Allowing the bars to cool slightly helps them slice neatly.

Variations

Mediterranean Breakfast Bars

Add:

  • Feta cheese
  • Spinach
  • Sun-dried tomatoes

Southwest Version

Add:

  • Pepper Jack cheese
  • Jalapeños
  • Corn
  • Salsa

Meat Lover’s Bars

Add:

  • Turkey bacon
  • Sausage
  • Ham

Veggie Deluxe

Add:

  • Broccoli
  • Mushrooms
  • Zucchini
  • Bell peppers

Storage Instructions

Refrigerator

Store in an airtight container for:

Up to 5 Days

Freezer

Wrap individual bars and freeze for:

Up to 3 Months

Reheating

Microwave for:

30–60 Seconds

or warm in a 350°F (175°C) oven for 5–10 minutes.

Nutritional Information

Approximate per bar:

  • Calories: 140
  • Protein: 11 g
  • Carbohydrates: 3 g
  • Fat: 9 g
  • Saturated Fat: 4 g
  • Fiber: 0.5 g
  • Sugar: 2 g
  • Sodium: 260 mg

Values will vary depending on optional add-ins.

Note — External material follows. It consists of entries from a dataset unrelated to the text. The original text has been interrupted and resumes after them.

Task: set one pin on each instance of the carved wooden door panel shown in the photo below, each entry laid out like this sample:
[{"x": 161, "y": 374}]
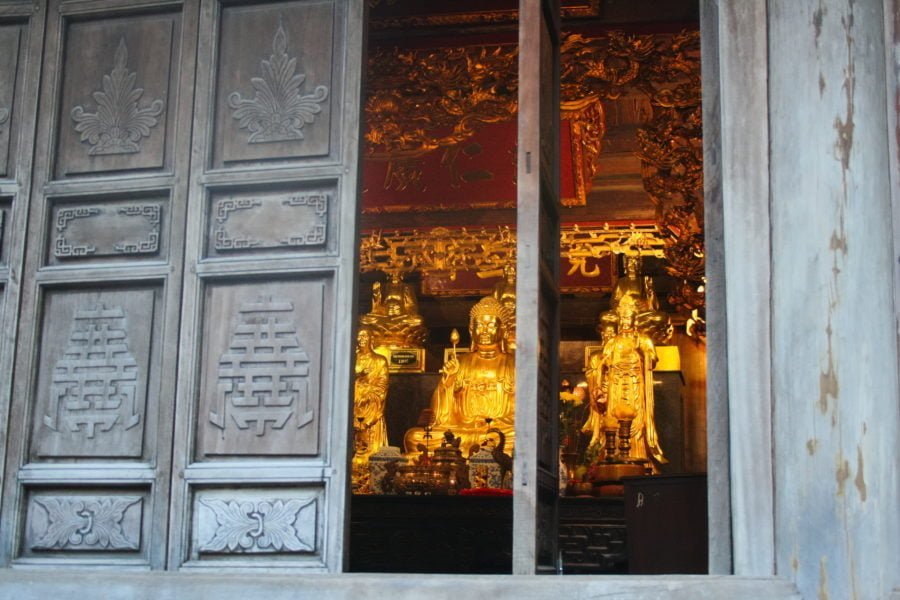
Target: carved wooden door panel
[
  {"x": 265, "y": 352},
  {"x": 91, "y": 421},
  {"x": 537, "y": 290},
  {"x": 20, "y": 52}
]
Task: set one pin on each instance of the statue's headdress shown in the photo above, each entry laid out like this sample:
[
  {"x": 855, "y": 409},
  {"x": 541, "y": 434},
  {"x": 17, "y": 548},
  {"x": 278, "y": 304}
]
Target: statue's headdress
[{"x": 489, "y": 306}]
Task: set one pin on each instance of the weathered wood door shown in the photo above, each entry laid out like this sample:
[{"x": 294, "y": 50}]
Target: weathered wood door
[
  {"x": 537, "y": 290},
  {"x": 181, "y": 381},
  {"x": 21, "y": 29}
]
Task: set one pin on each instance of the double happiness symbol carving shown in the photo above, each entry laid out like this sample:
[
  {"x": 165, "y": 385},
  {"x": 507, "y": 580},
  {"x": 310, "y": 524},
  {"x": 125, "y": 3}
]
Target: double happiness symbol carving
[
  {"x": 263, "y": 376},
  {"x": 94, "y": 384}
]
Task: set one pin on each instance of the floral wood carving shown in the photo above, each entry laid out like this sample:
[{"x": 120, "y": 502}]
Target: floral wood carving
[
  {"x": 119, "y": 123},
  {"x": 86, "y": 523},
  {"x": 278, "y": 111},
  {"x": 264, "y": 525}
]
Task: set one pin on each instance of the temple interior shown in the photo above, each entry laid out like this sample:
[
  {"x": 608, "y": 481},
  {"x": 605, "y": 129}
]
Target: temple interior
[{"x": 435, "y": 357}]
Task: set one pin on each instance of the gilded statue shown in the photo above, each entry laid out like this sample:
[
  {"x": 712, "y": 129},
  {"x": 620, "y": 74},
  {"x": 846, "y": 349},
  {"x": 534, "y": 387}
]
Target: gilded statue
[
  {"x": 505, "y": 292},
  {"x": 477, "y": 390},
  {"x": 369, "y": 395},
  {"x": 394, "y": 319},
  {"x": 648, "y": 317},
  {"x": 620, "y": 375}
]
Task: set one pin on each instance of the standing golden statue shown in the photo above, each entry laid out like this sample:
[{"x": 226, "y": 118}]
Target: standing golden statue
[
  {"x": 477, "y": 390},
  {"x": 394, "y": 319},
  {"x": 505, "y": 293},
  {"x": 620, "y": 382},
  {"x": 648, "y": 317},
  {"x": 369, "y": 395}
]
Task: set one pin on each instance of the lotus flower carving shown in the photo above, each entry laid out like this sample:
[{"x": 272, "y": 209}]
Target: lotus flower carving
[
  {"x": 278, "y": 112},
  {"x": 120, "y": 122}
]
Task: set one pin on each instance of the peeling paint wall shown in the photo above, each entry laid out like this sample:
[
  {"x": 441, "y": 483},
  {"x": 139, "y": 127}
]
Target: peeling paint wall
[{"x": 834, "y": 345}]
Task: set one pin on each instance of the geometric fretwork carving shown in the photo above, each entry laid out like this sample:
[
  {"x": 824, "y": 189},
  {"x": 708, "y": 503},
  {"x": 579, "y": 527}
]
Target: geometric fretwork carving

Frequently Asked Questions

Can I make these ahead of time?

Yes. They are ideal for meal prep and can be refrigerated or frozen.

Can I use low-fat cottage cheese?

Yes, though the texture may be slightly less creamy.

Are these keto-friendly?

Yes. They are low in carbohydrates and high in protein and healthy fats.

Can I add different vegetables?

Absolutely. Use your favorite vegetables while keeping moisture levels in mind.